In recent years, a growing number of concerned scientists, engineers and businesspeople from a wide range of horizons have insistently made virtually the same points over and over: we face a global emergency that is the result of BAU actions, about which decision makers have been in denial for far too long, time to address it has run short, addressing the troubles requires radical new approaches, policies, ethos, modes of thinking and decision making, and the required expertise to do so is desperately in short supply.  Humankind is sailing through totally uncharted stormy waters and resolute innovation radically departing from BAU is required.
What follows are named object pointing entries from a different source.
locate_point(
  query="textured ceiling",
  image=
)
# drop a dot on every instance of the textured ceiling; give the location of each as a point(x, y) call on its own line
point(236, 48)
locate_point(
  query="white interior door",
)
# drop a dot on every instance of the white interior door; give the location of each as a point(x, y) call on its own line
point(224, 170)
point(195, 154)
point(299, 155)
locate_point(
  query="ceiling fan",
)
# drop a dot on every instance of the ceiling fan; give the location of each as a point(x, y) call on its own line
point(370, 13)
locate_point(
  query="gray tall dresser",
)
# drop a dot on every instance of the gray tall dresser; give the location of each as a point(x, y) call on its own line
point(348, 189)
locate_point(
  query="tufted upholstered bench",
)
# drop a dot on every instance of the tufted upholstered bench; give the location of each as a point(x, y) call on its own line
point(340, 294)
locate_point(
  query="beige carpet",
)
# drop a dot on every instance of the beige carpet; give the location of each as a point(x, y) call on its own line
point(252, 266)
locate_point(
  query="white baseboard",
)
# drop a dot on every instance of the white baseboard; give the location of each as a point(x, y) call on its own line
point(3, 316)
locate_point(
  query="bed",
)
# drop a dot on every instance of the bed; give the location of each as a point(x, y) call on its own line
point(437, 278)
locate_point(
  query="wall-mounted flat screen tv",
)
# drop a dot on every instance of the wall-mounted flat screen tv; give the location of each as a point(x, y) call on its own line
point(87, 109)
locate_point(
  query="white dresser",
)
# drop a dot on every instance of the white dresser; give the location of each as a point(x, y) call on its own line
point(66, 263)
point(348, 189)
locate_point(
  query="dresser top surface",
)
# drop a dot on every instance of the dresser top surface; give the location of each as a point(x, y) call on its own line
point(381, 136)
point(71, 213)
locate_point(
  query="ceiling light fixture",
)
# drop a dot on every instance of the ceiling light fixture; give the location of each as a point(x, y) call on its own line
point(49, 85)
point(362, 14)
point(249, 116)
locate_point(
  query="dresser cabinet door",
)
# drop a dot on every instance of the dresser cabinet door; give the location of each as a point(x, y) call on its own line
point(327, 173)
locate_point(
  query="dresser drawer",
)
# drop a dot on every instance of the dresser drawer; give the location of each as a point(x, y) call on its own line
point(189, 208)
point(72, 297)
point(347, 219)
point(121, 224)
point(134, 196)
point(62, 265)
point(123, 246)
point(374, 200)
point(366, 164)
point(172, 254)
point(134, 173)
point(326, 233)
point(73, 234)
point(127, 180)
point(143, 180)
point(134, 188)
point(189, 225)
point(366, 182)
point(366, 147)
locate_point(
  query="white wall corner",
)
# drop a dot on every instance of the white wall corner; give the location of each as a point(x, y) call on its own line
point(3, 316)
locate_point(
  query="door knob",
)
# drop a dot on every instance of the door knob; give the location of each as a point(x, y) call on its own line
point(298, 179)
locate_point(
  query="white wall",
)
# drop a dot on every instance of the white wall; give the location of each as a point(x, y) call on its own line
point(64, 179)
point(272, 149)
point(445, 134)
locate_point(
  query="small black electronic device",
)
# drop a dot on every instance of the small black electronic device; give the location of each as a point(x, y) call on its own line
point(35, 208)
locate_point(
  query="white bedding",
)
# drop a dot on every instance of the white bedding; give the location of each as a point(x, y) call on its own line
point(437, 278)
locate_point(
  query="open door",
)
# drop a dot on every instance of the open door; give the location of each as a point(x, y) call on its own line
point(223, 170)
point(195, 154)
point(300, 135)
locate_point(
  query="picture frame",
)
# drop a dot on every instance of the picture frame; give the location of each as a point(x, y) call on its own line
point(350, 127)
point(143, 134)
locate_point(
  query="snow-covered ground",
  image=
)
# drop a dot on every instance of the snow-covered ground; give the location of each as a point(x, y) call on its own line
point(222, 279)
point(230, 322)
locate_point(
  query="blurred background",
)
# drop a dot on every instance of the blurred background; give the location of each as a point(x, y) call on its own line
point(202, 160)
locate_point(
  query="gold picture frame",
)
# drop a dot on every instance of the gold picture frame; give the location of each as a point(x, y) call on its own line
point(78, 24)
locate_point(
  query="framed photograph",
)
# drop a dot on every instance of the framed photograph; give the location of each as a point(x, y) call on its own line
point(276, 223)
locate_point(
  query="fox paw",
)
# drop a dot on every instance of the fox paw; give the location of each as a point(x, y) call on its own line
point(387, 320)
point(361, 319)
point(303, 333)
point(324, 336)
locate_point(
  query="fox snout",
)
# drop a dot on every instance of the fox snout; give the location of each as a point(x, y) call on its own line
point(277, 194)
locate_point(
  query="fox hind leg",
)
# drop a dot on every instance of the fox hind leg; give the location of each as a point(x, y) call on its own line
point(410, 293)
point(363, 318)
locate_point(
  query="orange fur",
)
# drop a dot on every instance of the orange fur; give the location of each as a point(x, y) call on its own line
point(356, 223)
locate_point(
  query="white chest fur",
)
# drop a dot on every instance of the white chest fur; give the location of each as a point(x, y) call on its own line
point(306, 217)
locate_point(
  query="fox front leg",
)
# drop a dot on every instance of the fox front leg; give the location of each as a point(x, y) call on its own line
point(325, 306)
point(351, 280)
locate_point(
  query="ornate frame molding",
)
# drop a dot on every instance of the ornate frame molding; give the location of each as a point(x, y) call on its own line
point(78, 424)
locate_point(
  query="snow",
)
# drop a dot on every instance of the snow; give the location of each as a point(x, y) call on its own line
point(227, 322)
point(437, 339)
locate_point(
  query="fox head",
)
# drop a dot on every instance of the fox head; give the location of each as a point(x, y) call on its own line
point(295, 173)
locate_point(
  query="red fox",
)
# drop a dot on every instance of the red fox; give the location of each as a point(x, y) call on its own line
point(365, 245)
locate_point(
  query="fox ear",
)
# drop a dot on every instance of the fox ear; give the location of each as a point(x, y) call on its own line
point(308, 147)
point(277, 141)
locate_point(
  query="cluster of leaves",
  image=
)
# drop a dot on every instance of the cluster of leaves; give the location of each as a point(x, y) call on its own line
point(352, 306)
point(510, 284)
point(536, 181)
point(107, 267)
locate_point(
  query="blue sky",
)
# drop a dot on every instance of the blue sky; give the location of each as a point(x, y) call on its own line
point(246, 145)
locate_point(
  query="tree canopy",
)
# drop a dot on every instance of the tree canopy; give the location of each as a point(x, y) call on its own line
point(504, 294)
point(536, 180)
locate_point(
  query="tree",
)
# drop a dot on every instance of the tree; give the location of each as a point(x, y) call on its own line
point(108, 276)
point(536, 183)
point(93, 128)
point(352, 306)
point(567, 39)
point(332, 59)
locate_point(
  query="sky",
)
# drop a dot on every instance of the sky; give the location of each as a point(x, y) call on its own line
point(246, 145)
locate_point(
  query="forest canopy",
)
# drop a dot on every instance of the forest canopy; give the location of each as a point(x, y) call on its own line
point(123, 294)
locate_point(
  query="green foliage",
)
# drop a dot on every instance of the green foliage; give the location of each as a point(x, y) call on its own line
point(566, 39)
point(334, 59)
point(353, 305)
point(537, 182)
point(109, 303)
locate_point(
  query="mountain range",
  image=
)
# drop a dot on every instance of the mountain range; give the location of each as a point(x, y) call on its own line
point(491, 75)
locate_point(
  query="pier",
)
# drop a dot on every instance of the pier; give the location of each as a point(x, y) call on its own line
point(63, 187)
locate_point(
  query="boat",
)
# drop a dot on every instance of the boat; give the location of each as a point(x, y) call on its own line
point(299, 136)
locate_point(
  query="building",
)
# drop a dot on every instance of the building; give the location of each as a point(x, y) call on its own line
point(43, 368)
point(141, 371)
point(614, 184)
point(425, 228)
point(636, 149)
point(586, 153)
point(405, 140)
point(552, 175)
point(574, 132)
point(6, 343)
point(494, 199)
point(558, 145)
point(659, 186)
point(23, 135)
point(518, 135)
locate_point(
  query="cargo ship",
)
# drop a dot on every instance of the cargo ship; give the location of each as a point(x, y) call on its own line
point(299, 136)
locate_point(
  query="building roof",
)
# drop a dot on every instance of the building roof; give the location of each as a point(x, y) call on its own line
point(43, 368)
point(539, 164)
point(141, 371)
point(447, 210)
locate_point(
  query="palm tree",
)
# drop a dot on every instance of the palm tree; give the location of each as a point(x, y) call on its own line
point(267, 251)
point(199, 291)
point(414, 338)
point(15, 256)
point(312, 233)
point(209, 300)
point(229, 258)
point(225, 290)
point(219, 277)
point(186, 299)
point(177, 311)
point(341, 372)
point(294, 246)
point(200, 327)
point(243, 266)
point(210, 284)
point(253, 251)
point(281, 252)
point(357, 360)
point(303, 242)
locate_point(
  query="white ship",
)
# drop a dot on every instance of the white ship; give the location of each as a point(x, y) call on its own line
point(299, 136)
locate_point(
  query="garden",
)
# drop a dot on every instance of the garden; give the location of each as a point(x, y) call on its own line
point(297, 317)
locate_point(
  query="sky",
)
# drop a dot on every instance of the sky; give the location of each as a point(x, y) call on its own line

In one form or another, all stress that the best chance humankind has to sail through the troubles it has created for itself is going to be thanks to resolute entrepreneurship, free market and partnerships between such pioneering entrepreneurs and governments.

As I pointed out at the beginning of this briefing, I anticipated the present situation some 40 years ago. This is why, when I begun to have solutions in sight and with the assistance of a number of colleagues, business associates and brave founding investors, I contributed to the creation of the IndraNet Group in 1998, on a 100% entrepreneurial basis; why in 1999 I strongly advised the Board of IndraNet to invest in the MDI Technology; why we subsequently formed a joint venture with MDI in 2006 and formed and developed the IT MDI – Energy business.

We now have the capability, technology ingredients and business models to make a difference and significantly contribute to changing the game. In the course of last year we have assembled the means to now begin moving into the manufacturing and deployment phase. We have forged an alliance with the well-known high performance automotive engineering company Perfectune Engineering – Yella Terra (YT) in Melbourne and begun the transfer of manufacturing capability from MDI to YT.   We have also forged an alliance with the Holmesglen Institute of TAFE in Melbourne concerning all training matters for both manufacturing and deployment. We have secured a testing and initial equipment integration facility in Christchurch.   Beside the MDI engines we have selected or designed all the components required to integrate a tri-gen power generator capable of also providing air conditioning, hot water and water recycling services. We have developed the capability to integrate such tri-gens into an IndraNet FraMe communications network for remote control and management. We have selected a number of sites and associated parties keen to take part in an initial show casing and early deployment programme in both New Zealand and Australia.   We have developed the business, marketing and financial models for this industrial implementation and deployment.

Our aim is to future proof our customers, business partners and shareholders against the consequences of the present global energy and ecological emergency and enable their rapid transition to sustainable ways of doing business and living. All together we can make a difference.

It is our contention that 100% Solar energy based and Sustainable lifestyles for all are achievable rapidly, affordably, in a demand driven, market based fashion not requiring massive and highly punitive government interventions such as the emission trading schemes some advocate.